WordPress powers approximately 17% of all the websites online around the world. This means that it is a very attractive platform for hackers to try and compromise as it gives them the ability to take down or control many websites with just a single exploit.
How do WordPress sites get hacked?
A recent study has shown that WordPress Blogs get hacked for the following reason.
- 41% of WordPress sites are hacked due to insecure hosting (research your potential host before signing up).
- 29% of WordPress sites are hacked due to an exploited or outdated Theme.
- 22% of WordPress sites are hacked due to en exploited or outdated Plugin.
- 8% of WordPress sites are hacked due to an insecure password.

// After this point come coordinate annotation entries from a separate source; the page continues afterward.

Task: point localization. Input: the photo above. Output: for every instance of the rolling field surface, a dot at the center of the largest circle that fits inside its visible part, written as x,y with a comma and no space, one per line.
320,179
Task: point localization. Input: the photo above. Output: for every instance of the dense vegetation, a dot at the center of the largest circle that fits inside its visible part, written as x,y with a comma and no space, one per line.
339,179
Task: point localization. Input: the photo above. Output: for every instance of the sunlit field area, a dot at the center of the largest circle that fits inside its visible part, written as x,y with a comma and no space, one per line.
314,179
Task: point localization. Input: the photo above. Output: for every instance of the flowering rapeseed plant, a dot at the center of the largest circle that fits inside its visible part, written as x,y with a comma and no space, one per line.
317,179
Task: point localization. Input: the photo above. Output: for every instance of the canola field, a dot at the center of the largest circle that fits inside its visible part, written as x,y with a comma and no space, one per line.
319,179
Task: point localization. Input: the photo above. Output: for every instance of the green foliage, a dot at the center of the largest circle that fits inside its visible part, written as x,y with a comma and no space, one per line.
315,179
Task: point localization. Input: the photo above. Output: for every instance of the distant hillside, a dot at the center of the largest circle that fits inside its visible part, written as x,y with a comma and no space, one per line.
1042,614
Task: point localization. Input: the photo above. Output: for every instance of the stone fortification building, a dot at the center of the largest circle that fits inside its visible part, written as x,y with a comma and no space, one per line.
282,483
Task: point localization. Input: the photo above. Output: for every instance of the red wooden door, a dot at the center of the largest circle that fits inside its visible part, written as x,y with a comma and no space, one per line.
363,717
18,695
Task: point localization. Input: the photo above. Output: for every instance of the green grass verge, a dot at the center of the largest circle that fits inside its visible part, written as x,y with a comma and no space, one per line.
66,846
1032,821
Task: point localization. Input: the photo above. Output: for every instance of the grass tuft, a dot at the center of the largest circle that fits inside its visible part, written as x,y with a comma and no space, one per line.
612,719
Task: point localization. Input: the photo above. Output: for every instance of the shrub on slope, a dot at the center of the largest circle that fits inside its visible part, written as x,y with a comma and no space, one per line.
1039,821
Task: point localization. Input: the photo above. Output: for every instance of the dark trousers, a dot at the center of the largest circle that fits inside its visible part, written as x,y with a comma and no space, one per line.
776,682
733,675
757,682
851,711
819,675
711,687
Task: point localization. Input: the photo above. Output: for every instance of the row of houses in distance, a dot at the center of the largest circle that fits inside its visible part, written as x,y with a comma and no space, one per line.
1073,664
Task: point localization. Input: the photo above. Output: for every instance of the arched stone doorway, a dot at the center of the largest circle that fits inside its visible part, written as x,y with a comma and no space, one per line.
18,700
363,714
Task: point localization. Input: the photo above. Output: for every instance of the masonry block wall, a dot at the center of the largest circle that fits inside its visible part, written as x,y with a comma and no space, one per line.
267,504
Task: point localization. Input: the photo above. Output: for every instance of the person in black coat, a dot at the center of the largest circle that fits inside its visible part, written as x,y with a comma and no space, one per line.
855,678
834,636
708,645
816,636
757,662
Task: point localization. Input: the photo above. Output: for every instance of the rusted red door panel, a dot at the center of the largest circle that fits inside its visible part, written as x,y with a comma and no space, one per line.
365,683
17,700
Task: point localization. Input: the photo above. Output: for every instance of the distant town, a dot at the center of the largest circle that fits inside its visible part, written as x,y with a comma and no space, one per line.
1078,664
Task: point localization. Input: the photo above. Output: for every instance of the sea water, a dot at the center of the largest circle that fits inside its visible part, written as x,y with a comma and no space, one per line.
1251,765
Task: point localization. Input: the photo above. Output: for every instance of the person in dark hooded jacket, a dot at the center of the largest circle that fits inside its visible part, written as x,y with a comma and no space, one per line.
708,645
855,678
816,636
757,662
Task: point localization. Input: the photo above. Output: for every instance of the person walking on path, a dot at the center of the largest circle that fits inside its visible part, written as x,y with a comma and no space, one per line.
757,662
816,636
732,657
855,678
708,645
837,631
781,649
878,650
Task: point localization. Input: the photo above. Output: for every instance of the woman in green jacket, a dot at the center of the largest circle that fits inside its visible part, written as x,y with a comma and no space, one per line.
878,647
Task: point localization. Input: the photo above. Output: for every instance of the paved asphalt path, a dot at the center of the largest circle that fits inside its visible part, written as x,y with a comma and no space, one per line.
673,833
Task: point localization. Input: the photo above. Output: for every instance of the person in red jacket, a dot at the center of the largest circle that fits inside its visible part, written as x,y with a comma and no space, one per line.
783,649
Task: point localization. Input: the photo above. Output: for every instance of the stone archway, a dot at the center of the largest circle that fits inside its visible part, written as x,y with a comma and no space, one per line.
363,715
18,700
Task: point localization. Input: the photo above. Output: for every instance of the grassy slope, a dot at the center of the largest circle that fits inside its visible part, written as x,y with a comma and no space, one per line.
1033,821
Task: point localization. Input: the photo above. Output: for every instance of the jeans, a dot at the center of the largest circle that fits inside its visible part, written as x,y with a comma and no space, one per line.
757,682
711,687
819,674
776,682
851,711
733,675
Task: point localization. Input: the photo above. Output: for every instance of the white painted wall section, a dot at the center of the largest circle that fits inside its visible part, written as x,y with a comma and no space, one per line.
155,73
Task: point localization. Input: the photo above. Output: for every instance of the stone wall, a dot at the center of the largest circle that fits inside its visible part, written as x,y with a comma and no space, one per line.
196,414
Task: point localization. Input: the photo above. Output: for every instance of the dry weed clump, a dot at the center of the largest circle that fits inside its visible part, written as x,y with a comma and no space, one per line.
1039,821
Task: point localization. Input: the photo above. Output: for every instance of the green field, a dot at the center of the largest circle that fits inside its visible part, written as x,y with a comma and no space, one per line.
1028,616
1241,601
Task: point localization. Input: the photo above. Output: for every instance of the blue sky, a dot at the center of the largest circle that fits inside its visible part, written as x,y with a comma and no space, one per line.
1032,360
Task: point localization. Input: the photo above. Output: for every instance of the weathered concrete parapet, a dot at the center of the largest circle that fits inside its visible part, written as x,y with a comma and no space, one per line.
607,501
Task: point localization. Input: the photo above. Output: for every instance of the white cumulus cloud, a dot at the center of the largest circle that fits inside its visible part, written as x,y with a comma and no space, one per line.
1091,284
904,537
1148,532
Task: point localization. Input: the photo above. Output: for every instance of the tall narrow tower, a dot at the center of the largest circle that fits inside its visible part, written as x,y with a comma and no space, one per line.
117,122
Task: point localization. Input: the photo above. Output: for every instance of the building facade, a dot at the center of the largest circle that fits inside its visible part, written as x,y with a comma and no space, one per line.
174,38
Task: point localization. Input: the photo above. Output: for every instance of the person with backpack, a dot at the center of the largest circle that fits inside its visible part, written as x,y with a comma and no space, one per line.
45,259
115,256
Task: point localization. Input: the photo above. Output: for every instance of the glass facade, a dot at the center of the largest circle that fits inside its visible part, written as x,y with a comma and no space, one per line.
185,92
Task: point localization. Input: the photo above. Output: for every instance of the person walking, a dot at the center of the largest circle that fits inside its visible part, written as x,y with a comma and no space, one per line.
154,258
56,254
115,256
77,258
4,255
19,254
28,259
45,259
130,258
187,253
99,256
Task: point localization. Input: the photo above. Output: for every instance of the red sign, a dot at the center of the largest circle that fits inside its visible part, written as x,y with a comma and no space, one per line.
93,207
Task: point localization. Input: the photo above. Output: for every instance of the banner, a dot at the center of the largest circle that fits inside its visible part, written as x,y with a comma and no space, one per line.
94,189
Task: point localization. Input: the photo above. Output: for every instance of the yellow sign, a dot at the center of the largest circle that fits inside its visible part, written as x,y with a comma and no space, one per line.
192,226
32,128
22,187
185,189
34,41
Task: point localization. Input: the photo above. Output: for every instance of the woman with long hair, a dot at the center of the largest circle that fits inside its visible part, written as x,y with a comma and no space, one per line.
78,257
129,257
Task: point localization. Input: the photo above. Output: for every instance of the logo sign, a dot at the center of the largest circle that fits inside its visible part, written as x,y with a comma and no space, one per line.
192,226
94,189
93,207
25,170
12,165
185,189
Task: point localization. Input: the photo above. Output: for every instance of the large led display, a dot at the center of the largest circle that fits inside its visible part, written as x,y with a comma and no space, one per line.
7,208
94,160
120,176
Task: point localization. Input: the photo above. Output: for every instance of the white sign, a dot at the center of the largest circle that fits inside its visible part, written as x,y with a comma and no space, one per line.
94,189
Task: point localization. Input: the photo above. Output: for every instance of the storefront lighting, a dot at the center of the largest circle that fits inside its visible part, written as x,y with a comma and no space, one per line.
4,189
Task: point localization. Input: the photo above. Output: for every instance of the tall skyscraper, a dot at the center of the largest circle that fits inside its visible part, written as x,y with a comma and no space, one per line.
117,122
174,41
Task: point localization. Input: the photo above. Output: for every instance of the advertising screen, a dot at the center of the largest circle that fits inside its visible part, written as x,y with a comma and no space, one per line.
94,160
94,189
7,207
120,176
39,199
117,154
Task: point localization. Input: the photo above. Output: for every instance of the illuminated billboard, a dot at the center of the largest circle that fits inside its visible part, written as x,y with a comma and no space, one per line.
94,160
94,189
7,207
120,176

The entire responsibility of WordPress security lies in the hands of you (the web site owner) and the WordPress Core developers. The WP Core developers are great at there job, but you have to do your part as well. An update is no good if it is never installed. Below we have listed some simple steps to take to harden your WordPress Security. We will go over each item briefly to discuss its importance and how to implement on your sites.
Using MainWP to Harden your WordPress sites against potential attacks
- Back up your site (files and database) regularly
- Keep your WordPress core installation up to date
- Keep your WordPress plugins up to date
- Keep your WordPress themes up to date
- Uninstall (not just disable) any unused plugins or themes
- Always use a strong password!
- Restrict wp-login.php access
- Remove WordPress version information
- Prevent listing wp-content, wp-content/plugins, wp-content/themes, wp-content/upload
Back up your sites (files and database) regularly.
With MainWP installed this is a breeze. MainWP offers both one time and recurring backups which can be stored on your Main Dashboard site, or remote destinations such as an FTP Server, DropBox and Amazon S3. Having a recent backup of both your site and your database means that if you were to experience a disaster (server crash, or hacked site) you would have an unaffected version you could restore from making cleanup a painless experience. To find out more about using MainWP to backup your sites click here.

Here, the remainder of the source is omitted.